Damage to the Lokalbahn was repaired and the line was put back into operation on 2 December 1946. A four-axle diesel engine of class VT 60.5 was used to haul services instead of the steam trains formerly used. Services ran every half-hour from the 1947/48 winter timetable.

==Closure ==
Some time after the currency reform of 1948, increasing motorisation and an improved rail service on the Bebra line led to the number of passengers quickly falling to about 1000 per day. Deutsche Bundesbahn (German Federal Railways) therefore decided to close the now highly unprofitable line on 1 October 1955. During the last three days of operations, travel on the trains was free.
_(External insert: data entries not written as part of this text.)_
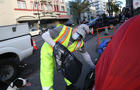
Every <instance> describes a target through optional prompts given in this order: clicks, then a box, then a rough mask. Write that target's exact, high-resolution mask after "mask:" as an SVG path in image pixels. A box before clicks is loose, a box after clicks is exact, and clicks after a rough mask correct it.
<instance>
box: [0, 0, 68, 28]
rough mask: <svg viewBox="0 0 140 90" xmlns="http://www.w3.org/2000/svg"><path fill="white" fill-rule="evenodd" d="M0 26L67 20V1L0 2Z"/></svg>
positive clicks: (17, 1)
mask: <svg viewBox="0 0 140 90" xmlns="http://www.w3.org/2000/svg"><path fill="white" fill-rule="evenodd" d="M0 8H1V12H0V16H1V17H0V20H1V21H0V26H2V25H10V24H17V23H20V22H28V23H29V24H36V23H42V24H43V23H45V22H46V23H53V22H55V21H60V20H67V19H68V18H69V15H67V10H66V5H65V0H0Z"/></svg>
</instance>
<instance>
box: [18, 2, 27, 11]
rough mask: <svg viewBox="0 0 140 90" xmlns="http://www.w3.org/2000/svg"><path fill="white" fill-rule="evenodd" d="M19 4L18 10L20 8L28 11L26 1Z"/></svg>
mask: <svg viewBox="0 0 140 90" xmlns="http://www.w3.org/2000/svg"><path fill="white" fill-rule="evenodd" d="M17 3H18V8H20V9H26V2H25V1H23V0H18V1H17Z"/></svg>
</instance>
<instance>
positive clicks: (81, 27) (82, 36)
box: [77, 24, 90, 38]
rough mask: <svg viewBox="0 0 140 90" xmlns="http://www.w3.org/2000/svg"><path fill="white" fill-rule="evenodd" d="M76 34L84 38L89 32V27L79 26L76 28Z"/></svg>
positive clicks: (80, 25)
mask: <svg viewBox="0 0 140 90" xmlns="http://www.w3.org/2000/svg"><path fill="white" fill-rule="evenodd" d="M77 32H78V33H79V34H80V35H82V37H83V38H85V35H86V34H88V33H89V32H90V30H89V26H88V25H86V24H81V25H79V26H78V27H77Z"/></svg>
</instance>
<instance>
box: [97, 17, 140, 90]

With the exception of Oberrad station, all rail track was isolated and building abandoned on the Lokalbahn in the summer of 1956. A new tram station and an office building were built on the site of Frankfurt Lokalbahn station in 1970. In 1990, an S-Bahn station of the same name opened south of the former Lokalbahn station.

Parts of the former Lokalbahn line were used in 1989 for the construction of the S-Bahn line to Offenbach am Main, which went into operation in 1995. In Offenbach, the Offenbach City Tunnel runs below the route of the former Lokalbahn line.